Photographing butterflies is always better when they are less active. Choosing a cool summer morning was the best to photograph this Marbled White butterfly as it was still roosting on this Plantain seed head. The temperature had dropped below the dew point overnight causing the small droplets of water to form along the antennas of this individual.
Marbled White, Melanargia galathea, Worcestershire, July, 2011.
I have a love-hate relationship with my Sigma 150mm f/2.8 macro lens. It produces stunningly sharp images but the focus is soooooo slow!! I’ve yet to try or read reviews of the new version of this lens so hopefully they have rectified this. Here is an image of a Green-veined White butterfly nectaring from a thistle head.

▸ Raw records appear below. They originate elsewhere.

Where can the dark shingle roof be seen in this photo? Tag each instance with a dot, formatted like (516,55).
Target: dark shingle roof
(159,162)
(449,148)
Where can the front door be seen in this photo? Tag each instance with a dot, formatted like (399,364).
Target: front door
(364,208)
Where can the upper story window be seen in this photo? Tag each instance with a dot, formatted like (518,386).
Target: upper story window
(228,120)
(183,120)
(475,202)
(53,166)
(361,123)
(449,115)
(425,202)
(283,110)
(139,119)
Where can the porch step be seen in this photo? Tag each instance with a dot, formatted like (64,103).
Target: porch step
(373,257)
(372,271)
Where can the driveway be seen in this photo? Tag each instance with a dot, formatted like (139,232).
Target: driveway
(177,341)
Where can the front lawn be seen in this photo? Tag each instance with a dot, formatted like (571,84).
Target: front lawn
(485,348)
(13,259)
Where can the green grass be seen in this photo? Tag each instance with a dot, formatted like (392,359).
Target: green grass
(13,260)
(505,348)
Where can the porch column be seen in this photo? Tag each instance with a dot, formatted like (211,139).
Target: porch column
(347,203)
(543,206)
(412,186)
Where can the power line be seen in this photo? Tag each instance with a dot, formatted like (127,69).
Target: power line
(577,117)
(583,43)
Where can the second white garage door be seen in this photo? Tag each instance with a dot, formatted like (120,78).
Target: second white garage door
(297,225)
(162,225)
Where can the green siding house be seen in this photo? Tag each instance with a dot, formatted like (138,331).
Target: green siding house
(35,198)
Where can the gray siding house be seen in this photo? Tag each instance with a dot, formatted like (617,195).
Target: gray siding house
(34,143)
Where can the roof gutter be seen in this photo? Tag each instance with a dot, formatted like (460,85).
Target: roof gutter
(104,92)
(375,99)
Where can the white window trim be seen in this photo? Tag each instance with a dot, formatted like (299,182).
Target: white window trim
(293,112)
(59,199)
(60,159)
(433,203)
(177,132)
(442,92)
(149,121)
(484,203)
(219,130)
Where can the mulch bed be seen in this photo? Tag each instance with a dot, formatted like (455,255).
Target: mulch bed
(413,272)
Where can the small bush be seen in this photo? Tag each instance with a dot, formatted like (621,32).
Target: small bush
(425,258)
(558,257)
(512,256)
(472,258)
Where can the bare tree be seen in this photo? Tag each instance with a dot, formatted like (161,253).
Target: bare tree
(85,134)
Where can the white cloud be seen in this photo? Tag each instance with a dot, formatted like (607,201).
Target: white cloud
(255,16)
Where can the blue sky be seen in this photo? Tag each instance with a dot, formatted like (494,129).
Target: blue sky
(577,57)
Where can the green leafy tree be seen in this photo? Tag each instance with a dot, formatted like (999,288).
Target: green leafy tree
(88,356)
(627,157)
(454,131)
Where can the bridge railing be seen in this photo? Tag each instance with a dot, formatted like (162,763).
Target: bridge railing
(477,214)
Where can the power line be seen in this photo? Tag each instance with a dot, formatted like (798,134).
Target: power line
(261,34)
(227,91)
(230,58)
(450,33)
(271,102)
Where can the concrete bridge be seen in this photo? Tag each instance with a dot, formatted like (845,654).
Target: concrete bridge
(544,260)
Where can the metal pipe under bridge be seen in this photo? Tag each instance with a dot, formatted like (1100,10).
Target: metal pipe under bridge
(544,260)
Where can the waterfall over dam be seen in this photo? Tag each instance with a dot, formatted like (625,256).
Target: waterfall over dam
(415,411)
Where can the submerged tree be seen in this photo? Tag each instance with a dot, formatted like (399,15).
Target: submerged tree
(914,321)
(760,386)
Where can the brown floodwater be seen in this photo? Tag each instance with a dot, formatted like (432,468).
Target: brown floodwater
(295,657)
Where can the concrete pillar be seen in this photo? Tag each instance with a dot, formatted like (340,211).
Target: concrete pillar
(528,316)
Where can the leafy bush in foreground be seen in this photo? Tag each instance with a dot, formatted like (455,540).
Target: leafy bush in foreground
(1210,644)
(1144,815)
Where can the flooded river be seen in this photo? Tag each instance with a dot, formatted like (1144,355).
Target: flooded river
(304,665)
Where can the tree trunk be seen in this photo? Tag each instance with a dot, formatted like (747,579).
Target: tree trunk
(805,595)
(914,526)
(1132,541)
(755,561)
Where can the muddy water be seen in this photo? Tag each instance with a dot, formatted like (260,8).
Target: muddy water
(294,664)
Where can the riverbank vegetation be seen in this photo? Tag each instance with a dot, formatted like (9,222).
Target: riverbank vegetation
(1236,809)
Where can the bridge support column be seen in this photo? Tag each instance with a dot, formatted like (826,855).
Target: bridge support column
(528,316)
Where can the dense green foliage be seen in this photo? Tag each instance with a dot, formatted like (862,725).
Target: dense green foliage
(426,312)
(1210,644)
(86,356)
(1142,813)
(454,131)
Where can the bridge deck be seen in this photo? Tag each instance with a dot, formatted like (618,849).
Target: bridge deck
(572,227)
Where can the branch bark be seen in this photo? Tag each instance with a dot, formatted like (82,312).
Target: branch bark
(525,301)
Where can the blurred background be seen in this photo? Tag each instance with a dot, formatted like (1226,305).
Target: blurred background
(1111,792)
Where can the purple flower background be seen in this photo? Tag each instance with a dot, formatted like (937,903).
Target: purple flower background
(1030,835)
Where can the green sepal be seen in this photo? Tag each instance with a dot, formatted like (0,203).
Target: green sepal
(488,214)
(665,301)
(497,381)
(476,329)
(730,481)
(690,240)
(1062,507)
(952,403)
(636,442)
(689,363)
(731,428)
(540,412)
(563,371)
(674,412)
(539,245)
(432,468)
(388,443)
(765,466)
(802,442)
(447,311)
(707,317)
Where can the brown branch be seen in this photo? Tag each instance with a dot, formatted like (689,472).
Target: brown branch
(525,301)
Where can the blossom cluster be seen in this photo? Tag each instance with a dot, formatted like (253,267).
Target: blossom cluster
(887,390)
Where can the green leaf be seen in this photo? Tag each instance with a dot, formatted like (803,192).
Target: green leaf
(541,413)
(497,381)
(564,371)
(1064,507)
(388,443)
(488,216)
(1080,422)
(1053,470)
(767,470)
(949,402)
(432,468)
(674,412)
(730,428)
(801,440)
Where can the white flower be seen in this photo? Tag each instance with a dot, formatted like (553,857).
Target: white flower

Green veined White, Pieris napi, Warwickshire, June, 2011.
Canon 1DIV with Sigma 150mm f/2.8 lens, 1/1250sec at f/7.1 at ISO400.
As it was forecast to be dry (at last!) and fairly calm last night, I decided to go out and try and find some butterflies. Within about 5 minutes I found this Large Skipper on a Self-heal flower.
Large Skipper, Ochlodes sylvanus, Herefordshire, July, 2012.
Canon 5d mk3 with Sigma 150mm f/2.8 macro lens and flash setup.
At last I’ve finally been able to point my lens at an Orange Tip butterfly. It has been driving me crazy not being able to find any butterflies. Despite the windy conditions and intermittent rain I managed to find one! Although far from ideal conditions I whittled down the blurry images to reveal a few keepers. Its amazing what weather conditions these insects go through to survive. I hope its starts to warm up soon though as I’m not sure how long butterflies survive without being able to fly and feed due to the weather.
Orange-tip butterfly, Anthocharis cardamines, Malvern Hills, Worcestershire, April, 2012
Canon 1d MkIV with Sigma 150mm f/2.8 macro lens.
Well, I’m looking at the rain pouring outside of my office window and wondering when I’m going to get the next opportunity to photograph this species. This was an Orange tip I photographed last year at a local site to me. I’ve been to the same site four times so far and had no joy in finding anything that resembles a butterfly so have came away with blank memory cards. I hope I find one soon.
Orange-tip butterfly, Anthocharis cardamines, Malvern Hills, Worcestershire, April, 2011.
Canon 1D mkIV with Canon 100mm f/2.8 macro lens.